Stanley Lebergott, 91, a retired economist and professor who maintained that consumerism had brought positive changes to the American standard of living, died July 24 of cardiac arrest at his home in Middletown, Conn.
Lebergott, a former government economist and Wesleyan University professor, took issue with those who disdained "consumerism" as wasteful, pointless, even immoral.
Consumption, he maintained, has always been an expression of human longing rather than mere acquisitiveness.
Lebergott was born in Detroit on July 22, 1918. He received a bachelor's in 1938 and a master's in 1939, both in economics, from the University of Michigan. He joined the Bureau of Labor Statistics in 1940.
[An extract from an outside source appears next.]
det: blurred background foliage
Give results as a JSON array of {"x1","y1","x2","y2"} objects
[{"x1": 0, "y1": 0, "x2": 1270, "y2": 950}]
His books included "Manpower in Economic Growth" (1964), which he updated 12 years later.
Writing about that book in a 2006 issue of Economic History, Boston University economics professor Robert Margo concluded: "Lebergott's influence on economic history has been profound."
Hironoshin Furuhashi, vice president of international swimming's governing body and one of Japan's first great swimmers, has died. Furuhashi, 80, who helped organize the 1964 Olympics in Tokyo, was in Rome for the world championships and died in his sleep, swimming organization officials said Sunday. No cause of death was given.
Shafik Hout, an aide to Yasser Arafat who fell out with the late Palestinian leader over the 1993 peace accords with Israel and resigned from the Palestine Liberation Organization in protest, died of cancer Sunday in Beirut. He was 77.